Efforts by cities to lower carbon output in buildings, transport, materials efficiency and waste could deliver economic returns amounting to $24tr globally, according to a new report from the Coalition for Urban Transitions.

The Coalition for Urban Transitions comprises 50 organisations, with significant funding from the UK Government’s Department for International Development. The body has urged national governments to do more in cities, which now hold over half the world’s population and produce three-quarters of carbon emissions, it said.

The report calls for an investment of US$1.8tr (£1.4tr) – approximately 2 per cent of global GDP – per year. It also suggests that this investment would generate annual returns worth US$2.8tr in 2030 and US$7tr in 2050 based on cost savings alone.

Many of these low-carbon measures would pay for themselves in less than five years, including more efficient lighting, electric vehicles, improved freight logistics and solid waste management.

Low-carbon measures in cities – based on already available technologies, such as electric buses – could deliver over half the emissions cuts needed to keep global temperature rise below 2°C above pre-industrial times, the level mandated in the 2015 Paris Agreement.

“It is possible and realistic to realise net-zero urban emissions by 2050,” UN secretary-general Antonio Guterres said in a statement on the report.

“To get there, we will need the full engagement of city governments, combined with national action and support.”

The report also says that city dwellers will benefit from cleaner cities with higher standards of living as well as enhanced job creation from the investments.

 

The measures proposed will also reduce choking air pollution, cut chronic traffic congestion and improve worker productivity.

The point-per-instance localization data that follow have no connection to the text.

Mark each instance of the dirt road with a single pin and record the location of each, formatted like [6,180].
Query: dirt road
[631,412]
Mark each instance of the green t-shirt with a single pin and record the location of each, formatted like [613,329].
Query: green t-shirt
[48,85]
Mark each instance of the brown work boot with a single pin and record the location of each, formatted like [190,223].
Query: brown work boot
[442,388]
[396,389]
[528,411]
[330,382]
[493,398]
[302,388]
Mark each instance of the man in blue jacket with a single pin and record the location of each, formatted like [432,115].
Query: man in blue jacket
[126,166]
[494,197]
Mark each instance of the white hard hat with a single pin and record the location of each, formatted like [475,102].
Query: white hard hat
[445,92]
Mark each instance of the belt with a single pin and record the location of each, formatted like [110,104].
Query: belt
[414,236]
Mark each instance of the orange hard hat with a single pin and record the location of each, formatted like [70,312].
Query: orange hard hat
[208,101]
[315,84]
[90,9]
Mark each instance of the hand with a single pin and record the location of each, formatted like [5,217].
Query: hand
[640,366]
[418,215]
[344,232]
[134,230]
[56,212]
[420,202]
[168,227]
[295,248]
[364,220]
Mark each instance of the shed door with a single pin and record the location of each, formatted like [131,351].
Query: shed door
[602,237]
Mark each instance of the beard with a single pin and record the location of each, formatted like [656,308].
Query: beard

Eric Garcetti, the mayor of Los Angeles, told journalists that his city had been installing huge amounts of solar power, supporting firefighters grappling with record California forest blazes and creating jobs in electric and other green transport.

The second-largest city in the United States was pushing forward, he said, despite hostile signals on climate action from President Donald Trump, who wants to quit the Paris Agreement.

“In my country – where the Trump administration is actively pulling us back in the fight against climate change – mayors and cities are still doing the work that serves our residents and our futures,” Garcetti said.

Germany, by contrast, has a national climate initiative that has invested €905m in 29,000 local projects over the last decade, said environment minister Svenja Schulze.

These range from upgrading street lights to setting up “mobility stations” with bike-parking and car-sharing near public transport stops.

As part of his campaigning, Democratic presidential hopeful Joe Biden unveiled a $1.7tr plan to cut carbon emissions by rolling back corporate tax cuts introduced under Donald Trump.